Il nuovo progetto discografico del musicista pugliese, è il frutto del lavoro creativo sviluppato in modo discontinuo negli ultimi tre anni, iniziato subito dopo l’uscita del suo primo album di inediti Incontro Tempo Suite. Nei nove inediti di Vivere Piano, Saracino mette in campo tutte le sue ispirazioni musicali in cui trasporta il linguaggio jazz nella canzone d’autore, senza trascurare riferimenti alla musica brasiliana e a una sottile controllata presenza di elettronica.
Cinque brani cantati con liriche decisamene ispirate, qualità compositive riconosciute di recente anche al «Premio Internazionale Salvatore Quasimodo», dove si è classificato al terzo posto, con in giuria Alessandro Quasimodo e Giulio «Mogol» Rapetti.
Quattro, invece, sono brani strumentali costruiti con una mescolanza di generi musicali, dove le sfumature jazzistiche rappresentano il collante più importante. «Lungi da me definirmi jazzista prosegue Saracino -, attingo dal linguaggio della musica afroamericana a livello di sfumature, ma mi indirizzo prevalentemente sulla musica d’autore concepita in una certa maniera e nella quale introduco queste chicche jazzistiche. Definirlo disco jazz sarebbe improprio».

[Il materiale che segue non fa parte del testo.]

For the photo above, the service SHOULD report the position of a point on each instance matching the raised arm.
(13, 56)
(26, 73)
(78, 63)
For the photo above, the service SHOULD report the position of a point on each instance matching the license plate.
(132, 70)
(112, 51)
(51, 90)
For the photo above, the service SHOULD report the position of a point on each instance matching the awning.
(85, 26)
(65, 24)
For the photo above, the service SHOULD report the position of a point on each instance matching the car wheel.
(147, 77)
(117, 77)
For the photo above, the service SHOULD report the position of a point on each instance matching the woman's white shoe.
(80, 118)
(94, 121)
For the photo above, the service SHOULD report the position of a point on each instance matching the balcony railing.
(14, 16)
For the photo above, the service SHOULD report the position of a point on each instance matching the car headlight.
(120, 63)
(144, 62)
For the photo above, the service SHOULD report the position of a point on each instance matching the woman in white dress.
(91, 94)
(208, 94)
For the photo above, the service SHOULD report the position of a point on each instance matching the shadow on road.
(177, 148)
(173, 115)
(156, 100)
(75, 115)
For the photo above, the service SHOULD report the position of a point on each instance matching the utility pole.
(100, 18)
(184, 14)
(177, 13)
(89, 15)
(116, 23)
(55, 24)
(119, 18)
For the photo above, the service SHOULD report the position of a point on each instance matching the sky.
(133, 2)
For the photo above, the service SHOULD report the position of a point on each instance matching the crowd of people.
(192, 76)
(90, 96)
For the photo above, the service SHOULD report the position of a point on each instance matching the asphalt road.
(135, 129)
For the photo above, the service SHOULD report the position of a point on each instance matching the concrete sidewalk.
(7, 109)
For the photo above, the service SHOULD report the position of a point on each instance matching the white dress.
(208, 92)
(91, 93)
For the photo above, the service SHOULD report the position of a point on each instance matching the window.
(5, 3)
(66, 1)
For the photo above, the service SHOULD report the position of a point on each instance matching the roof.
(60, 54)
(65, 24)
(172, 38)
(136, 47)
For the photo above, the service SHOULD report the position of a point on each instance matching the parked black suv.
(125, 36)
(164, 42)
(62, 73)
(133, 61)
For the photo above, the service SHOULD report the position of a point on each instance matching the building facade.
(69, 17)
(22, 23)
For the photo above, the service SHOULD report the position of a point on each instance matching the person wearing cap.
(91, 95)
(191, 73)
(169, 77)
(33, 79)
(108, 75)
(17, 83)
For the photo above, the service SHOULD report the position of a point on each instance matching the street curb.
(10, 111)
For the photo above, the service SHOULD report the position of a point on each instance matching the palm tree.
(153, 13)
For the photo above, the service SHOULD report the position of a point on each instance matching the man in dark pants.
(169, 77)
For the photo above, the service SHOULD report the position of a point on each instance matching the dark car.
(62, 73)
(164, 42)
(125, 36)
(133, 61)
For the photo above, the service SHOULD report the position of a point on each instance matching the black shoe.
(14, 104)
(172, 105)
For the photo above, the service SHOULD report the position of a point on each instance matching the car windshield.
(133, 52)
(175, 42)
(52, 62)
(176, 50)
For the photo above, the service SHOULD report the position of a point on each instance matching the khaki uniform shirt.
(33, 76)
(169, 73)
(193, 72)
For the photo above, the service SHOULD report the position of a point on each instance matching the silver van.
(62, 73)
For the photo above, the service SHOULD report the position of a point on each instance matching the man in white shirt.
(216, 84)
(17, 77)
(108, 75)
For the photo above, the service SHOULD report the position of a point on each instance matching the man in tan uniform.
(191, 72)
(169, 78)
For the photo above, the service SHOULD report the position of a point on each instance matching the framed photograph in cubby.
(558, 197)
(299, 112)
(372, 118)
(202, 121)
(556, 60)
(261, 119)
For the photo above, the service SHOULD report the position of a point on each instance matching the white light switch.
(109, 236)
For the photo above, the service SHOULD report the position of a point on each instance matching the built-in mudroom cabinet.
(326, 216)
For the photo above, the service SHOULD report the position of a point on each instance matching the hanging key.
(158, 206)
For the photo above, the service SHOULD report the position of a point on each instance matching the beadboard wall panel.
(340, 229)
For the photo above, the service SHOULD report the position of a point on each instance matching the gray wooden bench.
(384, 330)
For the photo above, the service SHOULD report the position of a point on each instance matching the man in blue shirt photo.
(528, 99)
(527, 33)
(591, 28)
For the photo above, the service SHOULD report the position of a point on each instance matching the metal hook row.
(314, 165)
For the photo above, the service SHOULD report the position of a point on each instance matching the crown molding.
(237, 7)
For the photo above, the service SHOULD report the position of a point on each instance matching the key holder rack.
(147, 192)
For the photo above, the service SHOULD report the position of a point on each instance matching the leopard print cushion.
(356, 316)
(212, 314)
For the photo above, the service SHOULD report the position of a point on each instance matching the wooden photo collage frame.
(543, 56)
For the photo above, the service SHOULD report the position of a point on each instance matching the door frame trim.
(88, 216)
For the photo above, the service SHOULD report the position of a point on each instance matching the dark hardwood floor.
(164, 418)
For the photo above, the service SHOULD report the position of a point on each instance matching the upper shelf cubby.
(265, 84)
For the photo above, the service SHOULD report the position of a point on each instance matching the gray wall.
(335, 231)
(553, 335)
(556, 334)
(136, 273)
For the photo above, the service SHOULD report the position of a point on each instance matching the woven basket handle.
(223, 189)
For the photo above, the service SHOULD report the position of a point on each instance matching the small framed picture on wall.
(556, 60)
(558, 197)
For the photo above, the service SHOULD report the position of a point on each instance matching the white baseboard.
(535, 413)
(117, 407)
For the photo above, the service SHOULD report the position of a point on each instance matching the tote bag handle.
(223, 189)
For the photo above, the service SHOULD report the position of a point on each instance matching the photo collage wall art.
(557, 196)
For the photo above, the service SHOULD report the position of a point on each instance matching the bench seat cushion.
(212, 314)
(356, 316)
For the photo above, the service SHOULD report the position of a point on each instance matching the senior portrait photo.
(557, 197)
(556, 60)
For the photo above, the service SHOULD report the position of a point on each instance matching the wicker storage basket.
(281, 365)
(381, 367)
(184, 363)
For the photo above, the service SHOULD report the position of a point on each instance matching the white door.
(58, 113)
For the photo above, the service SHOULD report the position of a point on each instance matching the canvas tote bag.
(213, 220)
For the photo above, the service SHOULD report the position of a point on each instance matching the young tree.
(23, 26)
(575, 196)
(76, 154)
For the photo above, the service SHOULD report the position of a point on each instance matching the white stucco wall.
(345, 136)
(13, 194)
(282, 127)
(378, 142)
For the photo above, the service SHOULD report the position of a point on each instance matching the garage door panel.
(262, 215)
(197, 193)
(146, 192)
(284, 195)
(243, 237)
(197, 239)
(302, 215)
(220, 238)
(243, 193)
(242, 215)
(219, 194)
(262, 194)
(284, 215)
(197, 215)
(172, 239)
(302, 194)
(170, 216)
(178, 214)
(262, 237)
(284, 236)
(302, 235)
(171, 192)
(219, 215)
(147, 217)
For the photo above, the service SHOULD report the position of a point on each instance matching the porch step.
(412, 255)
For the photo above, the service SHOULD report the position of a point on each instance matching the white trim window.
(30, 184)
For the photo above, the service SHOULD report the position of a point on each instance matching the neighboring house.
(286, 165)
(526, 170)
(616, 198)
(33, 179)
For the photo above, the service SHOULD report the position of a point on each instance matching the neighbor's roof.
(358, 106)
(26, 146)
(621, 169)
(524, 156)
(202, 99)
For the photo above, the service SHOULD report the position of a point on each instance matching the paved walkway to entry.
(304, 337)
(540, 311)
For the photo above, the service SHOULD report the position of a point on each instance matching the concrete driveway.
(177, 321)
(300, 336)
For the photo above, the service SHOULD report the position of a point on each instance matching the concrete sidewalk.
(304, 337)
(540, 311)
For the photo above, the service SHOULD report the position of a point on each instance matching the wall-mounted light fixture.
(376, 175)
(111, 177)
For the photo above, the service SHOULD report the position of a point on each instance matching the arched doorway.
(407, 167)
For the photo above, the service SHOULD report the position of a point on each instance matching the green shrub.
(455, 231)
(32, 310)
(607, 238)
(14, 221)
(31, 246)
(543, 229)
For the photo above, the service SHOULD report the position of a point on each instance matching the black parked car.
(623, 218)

Nella musica di Saracino, quindi, c’è tanto studio (diplomato in pianoforte al Conservatorio Piccinni di Bari e il biennio di specializzazione in pianoforte jazz presso il Conservatorio «Nino Rota» di Monopoli) e influenze dettate da ascolti di nomi altisonanti della musica internazionale e di autori italiani. «Adoro spaziare tra i diversi generi musicali – conclude Saracino -, anche i miei ascolti sono eterogenei: da Brad Mehldau a Ryūichi Sakamoto, passando per Yann Tiersen. A questi grandi nomi si aggiungono autori italiani del calibro di Fabio Concato, Sergio Cammariere e Francesco De Gregori. Per quanto riguarda le ispirazioni brasiliane, sono legate all’ascolto di un disco un disco in particolare, Carioca di Stefano Bollani, un mondo che mi affascina molto».
Alla realizzazione del disco hanno partecipato Eugenio Venneri (contrabbasso), Michele Marrulli (percussioni) Giuseppe Todisco (tromba e flicorno), Stefano De Vivo e Alex Grasso (chitarre), Mimmo Campanale (batteria), Gabriele Mastropasqua (sax), e le voci di Larry Franco, Dee Dee Joy, Mizio Vilardi, Tommaso Lanotte e Rita Scalera.